Visitar la plaza de Trafalgar en Londres implica cierto poso de humillación moral. Puede que no tanto por las implicaciones patrióticas e históricas -toca saber perder-, como por el hecho de envidiar la capacidad de los británicos a la hora de venderse a los suyos como garantes y defensores de un bien común, pero sobre todo sin complejos. La cuestión es que allí mismo se alza, sobre su inalcanzable pedestal, la figura del almirante Nelson, retador y majestuoso; tan alto que es imposible que le lleguen los insultos de los españoles marcados por el estigma de aquella mítica batalla frente a las costas de Barbate.

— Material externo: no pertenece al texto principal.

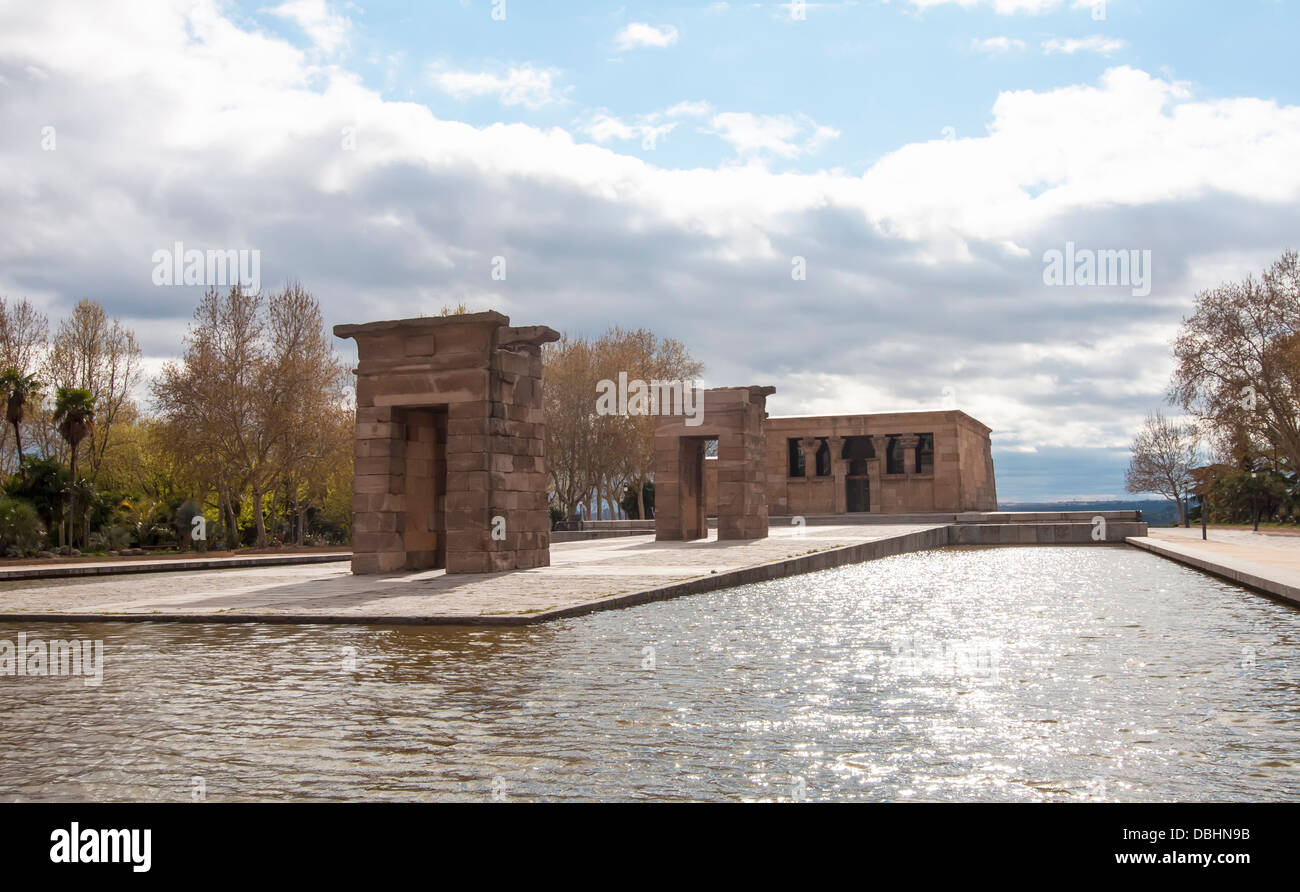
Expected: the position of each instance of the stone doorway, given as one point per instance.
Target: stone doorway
(733, 416)
(424, 485)
(857, 494)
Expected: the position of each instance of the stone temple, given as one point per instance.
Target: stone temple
(935, 462)
(450, 445)
(451, 454)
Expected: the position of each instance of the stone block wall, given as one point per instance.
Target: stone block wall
(735, 418)
(450, 445)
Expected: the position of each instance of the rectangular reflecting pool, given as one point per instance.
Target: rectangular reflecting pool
(1035, 674)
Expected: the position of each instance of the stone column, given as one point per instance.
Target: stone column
(378, 492)
(837, 473)
(909, 442)
(810, 445)
(876, 472)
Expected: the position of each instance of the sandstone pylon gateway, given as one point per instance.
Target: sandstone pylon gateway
(450, 445)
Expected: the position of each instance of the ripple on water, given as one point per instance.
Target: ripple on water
(963, 674)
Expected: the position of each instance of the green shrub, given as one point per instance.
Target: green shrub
(20, 525)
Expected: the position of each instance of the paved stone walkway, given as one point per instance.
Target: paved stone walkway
(1262, 561)
(580, 572)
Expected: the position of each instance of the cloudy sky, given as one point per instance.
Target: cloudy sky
(672, 165)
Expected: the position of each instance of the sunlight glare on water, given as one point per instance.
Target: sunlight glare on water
(1035, 674)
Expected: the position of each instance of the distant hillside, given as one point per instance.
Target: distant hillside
(1156, 512)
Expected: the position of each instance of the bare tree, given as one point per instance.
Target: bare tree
(1238, 360)
(24, 332)
(1165, 454)
(99, 355)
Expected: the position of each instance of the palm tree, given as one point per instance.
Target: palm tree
(18, 390)
(74, 415)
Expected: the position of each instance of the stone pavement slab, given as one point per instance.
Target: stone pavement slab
(1262, 562)
(583, 576)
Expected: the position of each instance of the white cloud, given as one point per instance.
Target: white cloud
(638, 34)
(325, 27)
(997, 46)
(781, 135)
(1000, 7)
(1096, 43)
(523, 85)
(927, 265)
(605, 128)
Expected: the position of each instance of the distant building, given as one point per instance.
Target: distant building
(887, 463)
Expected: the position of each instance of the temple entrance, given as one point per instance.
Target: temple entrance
(424, 484)
(857, 494)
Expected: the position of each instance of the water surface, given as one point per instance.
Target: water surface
(1035, 674)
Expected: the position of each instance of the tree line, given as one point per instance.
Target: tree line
(251, 428)
(605, 462)
(1236, 381)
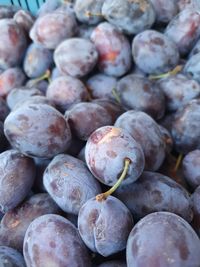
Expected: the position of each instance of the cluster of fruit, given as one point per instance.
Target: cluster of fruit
(100, 96)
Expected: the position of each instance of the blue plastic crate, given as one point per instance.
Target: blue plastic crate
(31, 5)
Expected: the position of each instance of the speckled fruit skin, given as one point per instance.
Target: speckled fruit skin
(105, 153)
(153, 192)
(163, 239)
(52, 240)
(76, 57)
(10, 257)
(85, 117)
(154, 53)
(139, 93)
(113, 48)
(17, 174)
(65, 91)
(147, 133)
(69, 183)
(37, 130)
(178, 90)
(10, 79)
(105, 225)
(131, 17)
(52, 28)
(185, 127)
(184, 30)
(12, 44)
(191, 168)
(16, 221)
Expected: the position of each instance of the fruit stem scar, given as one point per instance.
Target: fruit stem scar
(103, 196)
(175, 71)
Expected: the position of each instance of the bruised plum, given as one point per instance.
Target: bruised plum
(154, 53)
(165, 10)
(131, 17)
(191, 168)
(69, 183)
(10, 257)
(185, 127)
(101, 86)
(163, 239)
(12, 44)
(52, 28)
(76, 57)
(17, 173)
(37, 130)
(37, 60)
(10, 79)
(52, 240)
(105, 225)
(113, 48)
(86, 117)
(178, 90)
(147, 133)
(15, 222)
(184, 29)
(105, 153)
(24, 19)
(89, 11)
(65, 91)
(20, 95)
(137, 92)
(155, 192)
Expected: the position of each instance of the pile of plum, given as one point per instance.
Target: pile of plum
(100, 134)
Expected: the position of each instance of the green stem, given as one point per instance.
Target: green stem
(103, 196)
(175, 71)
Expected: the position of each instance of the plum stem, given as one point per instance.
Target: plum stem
(178, 162)
(43, 77)
(175, 71)
(103, 196)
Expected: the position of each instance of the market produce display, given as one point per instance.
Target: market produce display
(100, 134)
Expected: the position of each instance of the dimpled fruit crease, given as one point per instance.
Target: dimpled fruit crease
(100, 133)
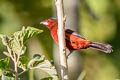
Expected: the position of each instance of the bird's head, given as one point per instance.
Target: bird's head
(50, 23)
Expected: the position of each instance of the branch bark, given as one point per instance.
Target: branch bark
(61, 38)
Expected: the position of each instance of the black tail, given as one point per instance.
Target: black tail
(102, 47)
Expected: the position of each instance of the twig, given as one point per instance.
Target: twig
(23, 72)
(61, 38)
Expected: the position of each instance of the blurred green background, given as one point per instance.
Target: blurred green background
(96, 20)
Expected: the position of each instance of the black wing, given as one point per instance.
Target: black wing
(74, 33)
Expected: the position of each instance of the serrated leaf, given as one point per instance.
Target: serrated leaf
(23, 61)
(44, 65)
(5, 39)
(18, 39)
(47, 78)
(7, 76)
(3, 77)
(4, 63)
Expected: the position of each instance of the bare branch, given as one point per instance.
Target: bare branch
(61, 38)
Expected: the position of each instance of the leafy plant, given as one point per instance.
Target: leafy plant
(15, 52)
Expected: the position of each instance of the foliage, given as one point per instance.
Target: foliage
(16, 48)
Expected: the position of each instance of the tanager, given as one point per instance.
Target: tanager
(74, 41)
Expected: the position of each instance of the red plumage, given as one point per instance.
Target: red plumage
(75, 41)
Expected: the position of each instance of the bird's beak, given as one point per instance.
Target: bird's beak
(44, 23)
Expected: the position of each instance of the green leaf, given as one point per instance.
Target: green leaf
(23, 61)
(4, 63)
(18, 39)
(43, 64)
(5, 39)
(7, 76)
(47, 78)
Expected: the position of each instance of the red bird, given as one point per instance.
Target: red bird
(74, 41)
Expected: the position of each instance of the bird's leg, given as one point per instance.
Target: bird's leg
(69, 54)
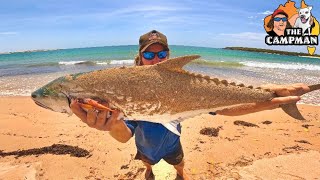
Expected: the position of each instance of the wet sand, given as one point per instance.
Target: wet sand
(36, 143)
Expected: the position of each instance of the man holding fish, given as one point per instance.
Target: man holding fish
(156, 141)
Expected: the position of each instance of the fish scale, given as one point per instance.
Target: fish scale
(158, 93)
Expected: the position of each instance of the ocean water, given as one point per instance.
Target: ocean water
(23, 72)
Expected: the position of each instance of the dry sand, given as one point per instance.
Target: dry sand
(36, 143)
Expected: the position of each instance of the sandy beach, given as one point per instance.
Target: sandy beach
(36, 143)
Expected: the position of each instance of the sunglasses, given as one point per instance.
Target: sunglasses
(150, 55)
(284, 19)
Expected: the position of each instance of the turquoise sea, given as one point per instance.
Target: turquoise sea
(23, 72)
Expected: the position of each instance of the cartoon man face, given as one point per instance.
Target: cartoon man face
(304, 14)
(280, 22)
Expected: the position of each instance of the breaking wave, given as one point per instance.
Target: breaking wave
(217, 63)
(294, 66)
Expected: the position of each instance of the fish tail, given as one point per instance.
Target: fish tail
(292, 110)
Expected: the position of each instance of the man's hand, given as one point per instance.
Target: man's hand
(287, 94)
(100, 120)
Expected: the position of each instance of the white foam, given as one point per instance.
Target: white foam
(295, 66)
(70, 62)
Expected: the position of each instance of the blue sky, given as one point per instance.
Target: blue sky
(52, 24)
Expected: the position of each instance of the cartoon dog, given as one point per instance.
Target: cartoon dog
(303, 21)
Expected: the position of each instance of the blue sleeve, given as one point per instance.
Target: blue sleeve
(131, 125)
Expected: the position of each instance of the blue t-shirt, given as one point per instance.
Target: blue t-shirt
(153, 139)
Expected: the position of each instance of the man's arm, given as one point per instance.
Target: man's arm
(287, 94)
(116, 127)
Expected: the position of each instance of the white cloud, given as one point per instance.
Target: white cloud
(266, 12)
(8, 33)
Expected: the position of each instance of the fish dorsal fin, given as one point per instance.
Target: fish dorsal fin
(178, 62)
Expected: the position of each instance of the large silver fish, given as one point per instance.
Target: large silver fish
(157, 93)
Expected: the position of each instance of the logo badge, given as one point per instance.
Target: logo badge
(288, 25)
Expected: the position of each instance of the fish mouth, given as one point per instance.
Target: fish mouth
(42, 105)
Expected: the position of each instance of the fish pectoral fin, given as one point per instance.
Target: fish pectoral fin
(292, 110)
(178, 62)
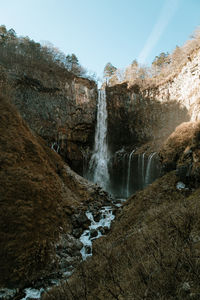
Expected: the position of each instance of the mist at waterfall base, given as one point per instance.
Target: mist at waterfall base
(98, 165)
(122, 173)
(130, 172)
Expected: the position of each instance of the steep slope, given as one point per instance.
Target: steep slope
(152, 251)
(38, 196)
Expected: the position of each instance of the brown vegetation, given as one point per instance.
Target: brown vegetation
(164, 67)
(181, 152)
(152, 251)
(38, 195)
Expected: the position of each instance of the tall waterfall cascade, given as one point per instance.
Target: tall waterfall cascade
(98, 165)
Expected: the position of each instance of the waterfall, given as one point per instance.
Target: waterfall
(128, 174)
(98, 165)
(148, 170)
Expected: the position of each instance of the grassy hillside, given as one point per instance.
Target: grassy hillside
(153, 249)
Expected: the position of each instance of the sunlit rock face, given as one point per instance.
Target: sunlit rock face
(60, 108)
(137, 115)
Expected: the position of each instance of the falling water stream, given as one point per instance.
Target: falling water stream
(98, 165)
(98, 173)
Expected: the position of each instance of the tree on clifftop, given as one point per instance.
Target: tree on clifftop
(109, 70)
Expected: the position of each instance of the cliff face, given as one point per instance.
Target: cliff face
(137, 115)
(61, 109)
(40, 199)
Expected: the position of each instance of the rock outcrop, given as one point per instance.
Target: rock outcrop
(137, 115)
(40, 198)
(60, 107)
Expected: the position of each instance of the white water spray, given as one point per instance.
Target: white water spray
(98, 165)
(129, 173)
(148, 170)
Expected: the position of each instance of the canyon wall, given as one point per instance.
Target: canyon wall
(136, 115)
(60, 108)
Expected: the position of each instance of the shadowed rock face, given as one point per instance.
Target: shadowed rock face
(181, 152)
(59, 108)
(135, 118)
(39, 195)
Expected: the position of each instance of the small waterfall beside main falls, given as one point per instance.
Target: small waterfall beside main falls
(98, 165)
(132, 171)
(122, 173)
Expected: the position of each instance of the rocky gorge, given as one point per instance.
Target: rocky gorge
(48, 211)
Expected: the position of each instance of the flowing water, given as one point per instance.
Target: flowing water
(98, 166)
(148, 176)
(128, 174)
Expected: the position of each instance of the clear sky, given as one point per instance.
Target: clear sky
(101, 31)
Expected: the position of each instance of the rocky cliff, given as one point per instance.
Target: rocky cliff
(137, 115)
(59, 107)
(42, 202)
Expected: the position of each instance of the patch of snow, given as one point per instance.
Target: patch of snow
(180, 185)
(32, 293)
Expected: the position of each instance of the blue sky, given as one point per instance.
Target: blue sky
(101, 31)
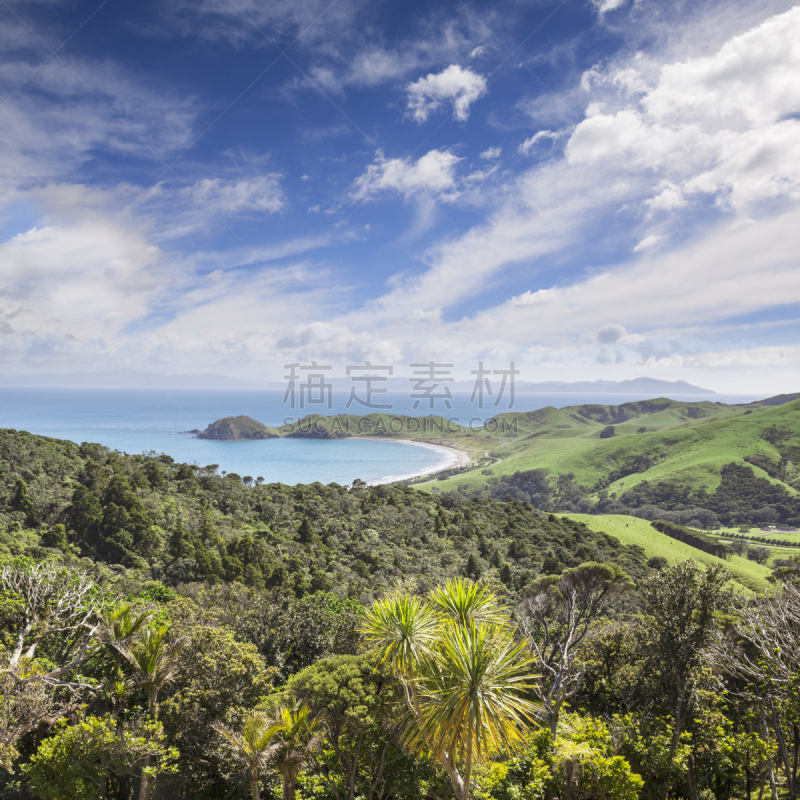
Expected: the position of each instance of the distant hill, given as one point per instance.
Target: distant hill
(237, 429)
(652, 386)
(128, 378)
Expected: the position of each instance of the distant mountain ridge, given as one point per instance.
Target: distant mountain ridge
(123, 378)
(636, 386)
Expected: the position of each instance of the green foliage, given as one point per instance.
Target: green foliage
(585, 761)
(464, 672)
(79, 761)
(22, 502)
(180, 525)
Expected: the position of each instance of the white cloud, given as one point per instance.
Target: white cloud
(527, 146)
(456, 85)
(648, 243)
(263, 193)
(668, 199)
(609, 334)
(604, 6)
(433, 173)
(722, 125)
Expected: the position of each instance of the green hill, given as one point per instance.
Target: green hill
(659, 453)
(631, 531)
(237, 429)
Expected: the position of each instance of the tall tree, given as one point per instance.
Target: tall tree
(464, 673)
(557, 618)
(286, 739)
(155, 660)
(680, 603)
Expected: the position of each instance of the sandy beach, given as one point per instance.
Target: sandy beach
(455, 458)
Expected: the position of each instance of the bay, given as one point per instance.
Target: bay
(150, 420)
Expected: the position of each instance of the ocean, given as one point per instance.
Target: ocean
(139, 421)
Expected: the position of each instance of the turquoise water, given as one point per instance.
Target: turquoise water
(143, 420)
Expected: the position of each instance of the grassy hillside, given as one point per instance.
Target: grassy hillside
(631, 531)
(599, 452)
(686, 442)
(181, 523)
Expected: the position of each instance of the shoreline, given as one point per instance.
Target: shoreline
(455, 458)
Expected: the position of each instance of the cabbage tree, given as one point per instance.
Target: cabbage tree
(464, 671)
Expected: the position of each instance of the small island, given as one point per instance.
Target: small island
(243, 428)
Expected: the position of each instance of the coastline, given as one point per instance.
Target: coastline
(455, 458)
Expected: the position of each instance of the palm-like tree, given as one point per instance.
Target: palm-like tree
(155, 661)
(464, 672)
(118, 627)
(284, 739)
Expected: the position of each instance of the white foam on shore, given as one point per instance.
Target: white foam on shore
(452, 457)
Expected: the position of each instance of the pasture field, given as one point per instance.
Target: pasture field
(745, 574)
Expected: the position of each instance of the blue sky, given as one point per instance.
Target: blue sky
(597, 189)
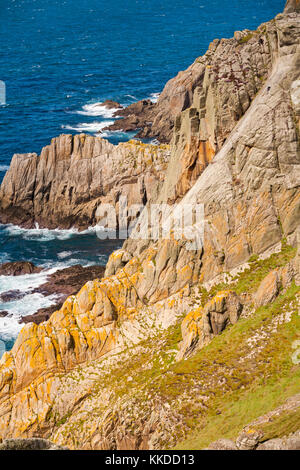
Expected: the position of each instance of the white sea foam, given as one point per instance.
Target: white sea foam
(24, 283)
(92, 127)
(39, 234)
(97, 109)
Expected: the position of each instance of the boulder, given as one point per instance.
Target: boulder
(18, 268)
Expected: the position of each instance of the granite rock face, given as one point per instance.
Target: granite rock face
(200, 326)
(246, 174)
(64, 186)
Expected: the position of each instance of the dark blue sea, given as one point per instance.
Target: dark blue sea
(57, 58)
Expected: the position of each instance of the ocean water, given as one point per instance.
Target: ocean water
(59, 59)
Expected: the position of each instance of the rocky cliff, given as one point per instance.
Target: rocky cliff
(64, 186)
(171, 338)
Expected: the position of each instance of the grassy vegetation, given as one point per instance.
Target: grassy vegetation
(250, 279)
(258, 384)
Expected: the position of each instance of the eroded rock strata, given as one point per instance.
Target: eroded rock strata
(106, 370)
(64, 186)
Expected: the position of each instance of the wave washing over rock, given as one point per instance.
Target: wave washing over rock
(174, 345)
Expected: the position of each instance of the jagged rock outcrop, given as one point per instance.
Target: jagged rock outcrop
(251, 196)
(200, 326)
(35, 443)
(260, 434)
(64, 186)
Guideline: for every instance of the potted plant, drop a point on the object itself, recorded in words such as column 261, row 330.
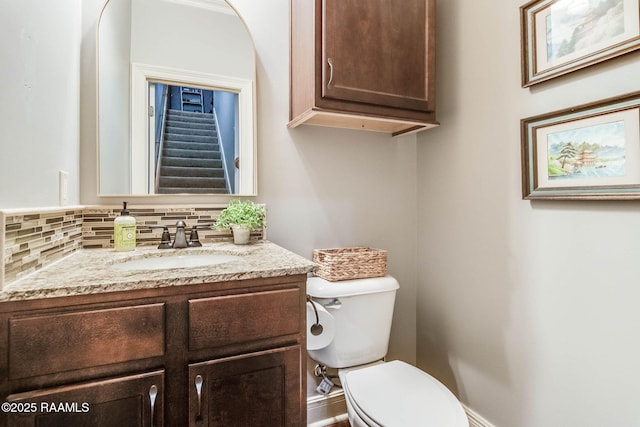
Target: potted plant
column 241, row 217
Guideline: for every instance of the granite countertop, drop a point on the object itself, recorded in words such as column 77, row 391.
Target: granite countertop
column 91, row 271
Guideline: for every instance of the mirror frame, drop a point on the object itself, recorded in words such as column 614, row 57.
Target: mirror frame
column 141, row 154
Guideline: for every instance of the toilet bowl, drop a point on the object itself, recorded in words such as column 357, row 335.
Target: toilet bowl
column 377, row 393
column 396, row 394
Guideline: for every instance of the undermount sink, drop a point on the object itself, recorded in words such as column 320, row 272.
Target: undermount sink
column 177, row 261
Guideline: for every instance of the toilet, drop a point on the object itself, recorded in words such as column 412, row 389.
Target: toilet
column 377, row 393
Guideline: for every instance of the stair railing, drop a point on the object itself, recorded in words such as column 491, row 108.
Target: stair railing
column 160, row 144
column 224, row 159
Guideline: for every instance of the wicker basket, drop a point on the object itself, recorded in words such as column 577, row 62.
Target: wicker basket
column 350, row 263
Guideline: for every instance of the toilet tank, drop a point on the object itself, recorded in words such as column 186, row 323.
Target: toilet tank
column 362, row 310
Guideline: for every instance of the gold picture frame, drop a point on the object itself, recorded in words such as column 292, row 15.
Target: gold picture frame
column 588, row 152
column 562, row 36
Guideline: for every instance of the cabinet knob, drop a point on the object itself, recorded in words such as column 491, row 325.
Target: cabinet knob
column 153, row 393
column 330, row 82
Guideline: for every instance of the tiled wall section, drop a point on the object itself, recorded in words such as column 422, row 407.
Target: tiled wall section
column 98, row 224
column 35, row 239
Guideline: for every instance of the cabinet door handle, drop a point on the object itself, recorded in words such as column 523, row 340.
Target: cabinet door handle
column 198, row 383
column 153, row 393
column 330, row 82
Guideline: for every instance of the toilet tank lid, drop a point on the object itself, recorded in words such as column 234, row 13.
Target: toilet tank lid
column 320, row 288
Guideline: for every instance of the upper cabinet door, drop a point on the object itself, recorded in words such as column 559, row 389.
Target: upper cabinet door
column 376, row 52
column 363, row 64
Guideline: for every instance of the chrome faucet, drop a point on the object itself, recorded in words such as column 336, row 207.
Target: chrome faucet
column 180, row 240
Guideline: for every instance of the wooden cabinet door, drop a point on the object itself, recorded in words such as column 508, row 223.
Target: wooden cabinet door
column 262, row 389
column 376, row 52
column 132, row 401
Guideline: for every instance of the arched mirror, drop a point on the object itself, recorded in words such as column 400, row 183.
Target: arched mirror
column 176, row 103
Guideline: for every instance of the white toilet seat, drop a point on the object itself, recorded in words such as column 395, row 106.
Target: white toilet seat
column 396, row 394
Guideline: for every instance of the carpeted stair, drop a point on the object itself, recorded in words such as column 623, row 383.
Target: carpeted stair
column 191, row 157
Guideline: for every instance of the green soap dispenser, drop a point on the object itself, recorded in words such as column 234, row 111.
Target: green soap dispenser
column 124, row 231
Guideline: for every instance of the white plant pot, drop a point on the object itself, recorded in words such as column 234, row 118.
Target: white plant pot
column 241, row 234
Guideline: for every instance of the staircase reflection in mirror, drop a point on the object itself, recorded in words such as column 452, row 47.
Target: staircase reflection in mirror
column 194, row 140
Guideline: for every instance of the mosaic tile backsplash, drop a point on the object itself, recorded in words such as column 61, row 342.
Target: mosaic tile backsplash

Como digo, es historia, y hay que aceptarla tal cual, tanto como la propia derrota, y quien prefiera fanfarrias que se remonte doscientos y pico de años atrás y rememore las hazañas de la Armada Invencible. Porque lo que de verdad duele de Trafalgar Square no está en el centro de aquella plaza, sino dentro de uno de sus edificios, el que alberga la National Gallery, donde se conserva una de las grandes obras maestras de “nuestro” tesoro pictórico, La Venus del espejo de Velázquez, mangada vilmente, con nocturnidad y alevosía, por un militar británico durante la Guerra de la Independencia, y vendida a su regreso a las islas en 1813 a un tal John Morritt, quien la colgó en su casa de Rokeby Park, en Yorkshire, hasta el punto de que llegó a cambiar su nombre original por el de The Rokeby Venus.
Aunque se desconoce la fecha exacta de su creación, algunos investigadores la sitúan entre 1647 y 1651, en pleno periodo de madurez artística del pintor sevillano. La obra terminó en propiedad de la Casa de Alba, donde permaneció entre 1688 y 1802, fecha en la que Carlos IV ordenó a la familia que vendiera la pintura a su primer ministro, Manuel Godoy, que colgó el cuadro junto a las Majas de Goya en su propia residencia, hasta que se mudó con ella al palacio de Buenavista, en la plaza de Cibeles, donde se produjo el robo. El tipo, además de inglés, debía tener un gusto exquisito por el arte a la hora de decantarse por aquella obra, y cobró por su venta 500 libras, que no estaba mal para aquellos tiempos y tras el riesgo asumido, aunque el negocio llegó casi un siglo después, en 1906, cuando la National Gallery se hizo con la pintura por 45.000 libras.
Apenas ocho años más tarde, una joven canadiense, de nombre Mary Richardson, comprometidísima con la causa sufragista, decidió que la mejor forma de reivindicar la puesta en libertad de una compañera injustamente detenida era entrar con un hacha de carnicero en la sala donde se exponía la obra y destrozarla. Antes de que pudiera ser reducida, le ocasionó siete cortes al lienzo, en su mayoría sobre el cuerpo de la diosa desnuda, lo que obligó a una laboriosa y extraordinaria tarea de restauración, que ha implicado a su vez que el lienzo sea el único de todo el museo protegido por un paño de cristal.
Según reconoció la asaltante muchos años después, escogió este cuadro porque no le gustaba la manera en la que los hombres miraban “boquiabiertos” aquel cuerpo desnudo. Lo que la señorita Richardson parecía desconocer es que quien puede permanecer varios minutos embobado en ese cuadro no lo hace en dirección al cuerpo, sino al espejo, desde el que Venus, con el rostro difuminado, mira directamente a los ojos del espectador para desafiar su particular concepción de la belleza, y no ya la de una arrebatadora diosa, sino la de cualquier mujer, a partir del doble e inteligente juego planteado por Velázquez con su obra.
La putada es tener que ir a comprobarlo en persona a Londres, una de las Babilonias del siglo XXI, punto de enuentro de nacionalidades, culturas y tradiciones, y ciudad imprescindible, aunque sucia y maloliente en estos días, no sé si a causa de unos políticos con una determinada querencia al desconcierto y la estupidez, o a la desacostumbrada pesadez de las olas de calor. Es así y parece inevitable, pero mientras el mundo se va al carajo -y la capital británica parece un compendio del por qué- vale la pena sentarse unos minutos ante la Venus de Velázquez y perseguir respuestas en el reflejo de su espejo. Como terminaba a diario Ramón Trecet su programa en Radio 3, “buscar la belleza es lo único que merece la pena en este asqueroso mundo”.